Treze dos 15 prefeitos das cidades mais industrailizadas do Estado de São Paulo, integrantes do chamado G-15, anunciaram ontem que promoverão uma ‘‘marcha a Brasília’’ no dia 3 para apresentar, no Congresso, propostas alternativas ao projeto de reforma tributária do governo federal.
Reunidos na prefeitura de Diadema, no Grande ABC (SP), eles elaboraram um documento (‘‘Carta de Diadema’’) em que defendem ‘‘o aumento das receitas municipais, sem penalizar os contribuintes, buscando redimensionar as participações dos municípios na arrecadação de tributos das esferas estadual e federal e ampliar suas competências tributárias’’.
O G-15 foi criado em dezembro e congrega os prefeitos de Barueri, Campinas, Cubatão, Diadema, Guarulhos, Jundiaí, Mauá, Osasco, Paulínia, Santo André, São Bernardo do Campo, São Caetano do Sul, São José dos Campos, São Paulo e Sorocaba. Apenas os representantes de Barueri e Sorocaba não compareceram ao encontro.
Os prefeitos, que se queixam da perda de arrecadação nos últimos anos, temem o agravamento da situação com a federalização do Imposto sobre Circulação de Mercadorias e Serviços (ICMS), proposta pelo governo federal. Atualmente, só Estados ficam com 75% do que é arrecadado e 25% vão para os municípios. A União, se aprovada a reforma tributária, entrará na divisão do bolo, podendo diminuir a fatia dos municípios.

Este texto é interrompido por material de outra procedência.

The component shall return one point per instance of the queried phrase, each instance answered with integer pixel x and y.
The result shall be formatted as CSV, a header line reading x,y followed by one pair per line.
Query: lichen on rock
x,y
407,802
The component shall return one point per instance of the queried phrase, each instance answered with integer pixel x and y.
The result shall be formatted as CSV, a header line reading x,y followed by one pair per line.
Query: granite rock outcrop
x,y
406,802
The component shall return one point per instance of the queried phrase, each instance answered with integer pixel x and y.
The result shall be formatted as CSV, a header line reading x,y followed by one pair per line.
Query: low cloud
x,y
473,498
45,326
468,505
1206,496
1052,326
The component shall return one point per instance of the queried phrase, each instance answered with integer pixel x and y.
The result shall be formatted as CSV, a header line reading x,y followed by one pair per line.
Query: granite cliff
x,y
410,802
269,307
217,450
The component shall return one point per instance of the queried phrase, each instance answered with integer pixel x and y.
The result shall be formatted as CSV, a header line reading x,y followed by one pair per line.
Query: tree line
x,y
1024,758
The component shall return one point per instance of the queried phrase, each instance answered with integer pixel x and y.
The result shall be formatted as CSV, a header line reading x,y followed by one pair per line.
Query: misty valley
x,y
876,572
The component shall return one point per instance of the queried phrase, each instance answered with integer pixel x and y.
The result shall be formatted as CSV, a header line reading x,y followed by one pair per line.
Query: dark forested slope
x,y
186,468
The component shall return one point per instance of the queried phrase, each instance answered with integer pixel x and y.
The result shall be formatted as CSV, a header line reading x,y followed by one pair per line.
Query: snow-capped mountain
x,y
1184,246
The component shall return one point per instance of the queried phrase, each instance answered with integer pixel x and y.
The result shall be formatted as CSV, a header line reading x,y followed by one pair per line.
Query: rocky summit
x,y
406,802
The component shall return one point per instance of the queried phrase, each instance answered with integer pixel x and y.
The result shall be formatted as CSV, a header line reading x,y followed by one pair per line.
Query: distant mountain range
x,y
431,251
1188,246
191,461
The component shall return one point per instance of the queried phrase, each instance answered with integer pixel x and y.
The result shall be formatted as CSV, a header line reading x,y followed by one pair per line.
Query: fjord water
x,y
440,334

Os integrantes do G-15 argumentam também que a alteração no sistema de partilha do ICMS, que desconsidera o valor adicionado (diferença entre preços de entrada e saída de mercadorias), penalizará ainda mais os municípios. Um comerciante que compra um produto por R$ 50 e vende por R$ 80 tem R$ 30 de valor adicionado. Este é o item de maior peso entre os critérios usados para a distribuição proporcional da cota-parte do tributo.
De acordo com dados divulgados durante a reunião, a partir de informações da Secretaria de Fazenda do Estado de São Paulo, os 15 municípios geraram R$ 107,2 bilhões em valor adicionado, em 1997, representando 60,31% do total apurado no Estado. Cidades como Paulínia, Mauá, Cubatão, Barueri e São José dos Campos têm mais de 50% dos orçamento atrelados à cota-parte do ICMS. Os municípios também não são favoráveis à mudança de recolhimento do tributo, que deixará de incidir na fonte de origem do produto para ser tributada na fonte consumidora. Juntas, as 15 cidades representam 50% da população do Estado.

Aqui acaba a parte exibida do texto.